Jérôme Bertin offre ici un grand petit roman qui aurait ravi Gogol. Ce livre à l’humour glougloutant est tout sauf dégoûtant. L’auteur a l’intelligence de s’arrêter juste avant. L’auteur– comme son héros — possède “un bas de laine rempli d’aspics” mais cela devient un nœud de vipères que trimballe le pauvre hère — enfin presque — rempli de “neuroleptiques et leur venin”.

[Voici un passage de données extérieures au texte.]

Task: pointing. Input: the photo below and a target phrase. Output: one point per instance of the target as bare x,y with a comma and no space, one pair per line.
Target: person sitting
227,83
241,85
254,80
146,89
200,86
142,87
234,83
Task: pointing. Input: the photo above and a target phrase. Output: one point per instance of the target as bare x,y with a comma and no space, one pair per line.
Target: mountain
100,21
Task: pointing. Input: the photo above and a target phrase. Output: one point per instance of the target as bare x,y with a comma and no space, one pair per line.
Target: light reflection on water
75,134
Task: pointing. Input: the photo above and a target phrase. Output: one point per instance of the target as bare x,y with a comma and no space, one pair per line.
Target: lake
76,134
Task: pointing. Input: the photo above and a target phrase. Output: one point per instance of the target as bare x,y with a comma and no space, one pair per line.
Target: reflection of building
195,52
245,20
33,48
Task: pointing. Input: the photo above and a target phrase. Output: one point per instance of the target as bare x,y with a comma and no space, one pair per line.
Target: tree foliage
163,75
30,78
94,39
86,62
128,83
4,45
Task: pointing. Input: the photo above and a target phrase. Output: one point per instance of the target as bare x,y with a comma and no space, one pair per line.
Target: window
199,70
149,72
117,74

Le narrateur est en effet un enfermé volontaire et dans l’estuaire de la vie du schizophrène rien n’arrête, même pas ses freins. Il ne les ronge pas même si ses piranhas pourraient lui venir en aide. De toute façon, l’atrabilaire ne s’en soucie guère : des femmes lui font sa fête. Sa préférée est un peu replète et l’autre qu’il lutine est “moulée dans une robe jaune délicieusement fleurie de tête de mort”. Mais le sacripant doit parfois prendre sur lui pour s’arracher à son propre lit et jouer le coucou dans celui d’une servante au grand cœur dont il est peu jaloux..
Le bretteur en pince moins pour ses conquêtes que pour L.-F. Céline et Bukowski. C’est presque une déformation professionnelle. Mais le héros se fait soigner : son thérapeute est aussi fou que lui, ce qui est plutôt bon signe. Et tandis que la nuit tombe, la vie suit son cours. “Sans croix, ni lois” le “cas” d’X voyage en “première crasse”. Mais celui qui est pris pour un éructeur reste un sacré farceur.

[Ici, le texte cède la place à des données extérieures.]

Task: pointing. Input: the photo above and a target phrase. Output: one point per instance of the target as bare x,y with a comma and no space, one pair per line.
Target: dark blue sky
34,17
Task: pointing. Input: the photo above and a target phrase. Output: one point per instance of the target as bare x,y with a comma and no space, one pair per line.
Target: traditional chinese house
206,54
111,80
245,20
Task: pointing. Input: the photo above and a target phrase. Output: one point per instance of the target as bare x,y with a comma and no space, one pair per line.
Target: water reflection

Et Bertin se démène pour rendre sympathique son semblable, son frère, son double famélique. Il y réussit parfaitement. Celui qui feint de rester couché comme un sac de farine nous roule dedans. L’auteur en devient sa boulange. Et d’un tel pétrin sortent — entre autres — de belles miches. Dans ses interstices et en le divisant, le démon s’envoie au paradis dès que son barda mue (en l’honneur de Louis Ferdinand).
jean-paul gavard-perret
Jérôme Bertin, Cas Soc’, Editions Vanloo, Aix en Provence, 2018, 70 p. — 12,00 €.